In: Math
1.A. Dr. Smith purchased a network attached storage server with eleven 2TB hard drives in it. When he purchased the system, unknowingly to him, the supplier used hard drives from a bad manufacturing batch and thus among his drives there are four underperforming drives. (Underperforming drives have a much shorter lifetime.) They figured this out and since there is no way of determining which hard drives are faulty ahead of time (i.e., ahead of their death), they issued Dr. Smith a full refund and told him to keep the drives. He wanted to trash the drives but one of his students requested a few of them for his project. The student figured to use the drives in a RAID-1 configuration. (From Wikipedia : “A RAID 1 creates an exact copy (or mirror) of a set of data on two or more disks.
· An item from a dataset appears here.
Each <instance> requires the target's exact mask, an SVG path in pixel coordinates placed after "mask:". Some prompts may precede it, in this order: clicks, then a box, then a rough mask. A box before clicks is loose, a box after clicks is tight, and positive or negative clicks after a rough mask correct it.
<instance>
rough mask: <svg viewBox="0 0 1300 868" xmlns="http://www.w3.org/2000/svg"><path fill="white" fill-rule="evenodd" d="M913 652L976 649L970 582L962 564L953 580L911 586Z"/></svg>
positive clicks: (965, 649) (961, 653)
This is useful when read performance or reliability is more important than data storage capacity.”) What are the chances that he is not going to lose any data prematurely if Dr. Smith gave him two, three, and four of the drives (what’s the probability for each of those setups)?
1.B. Same situation as in 1.A. However, the
student is more adventurous, he wants to use RAID-5. (RAID 5 is a
redundant array of independent disks configuration that uses disk
striping with parity. Because data and parity are striped evenly
across all of the disks, no single disk is a bottleneck. Striping
also allows users to reconstruct data in case of a disk failure.
RAID 5 evenly balances reads and writes, and is currently one of
the most commonly used RAID methods. It has more usable storage
than RAID 1 and RAID 10 configurations, and provides performance
equivalent to RAID 0. RAID 5 groups have a minimum of three hard
disk drives (HDDs) and no maximum. Because the parity data is
spread across all drives, RAID 5 is considered one of the most
secure RAID configurations.) How big of a virtual drive will he
obtain and what are the chances that he is not going to lose any
data prematurely if Dr. Smith gives him three or four of
drives?
1.C. We are doing real time processing of data
from 40 data sources. At the beginning of each time slot, each data
source may (or may not) generate a data-set to be processed; the
probability that any individual source actually generates a
data-set is: 0.002 (and data sources are independent). In each time
slot we can process up to two data-sets. As the processing is real
time the processed results are only interesting if they are done
within the time slot. What is the probability that we can process
all incoming data-sets in any particular time slot?
1. RAID 1 consists of data mirroring, without parity or striping. Data is written identically to two or more drives, thereby producing a "mirrored set" of drives. Thus, any read request can be serviced by any drive in the set.
RAID 5 uses parity instead of mirroring for data redundancy. The system calculates parity and writes that parity into the drive. By keeping data on each drive, any two drives can combine to equal the data stored on the third drive, keeping data secure in case of a single drive failure.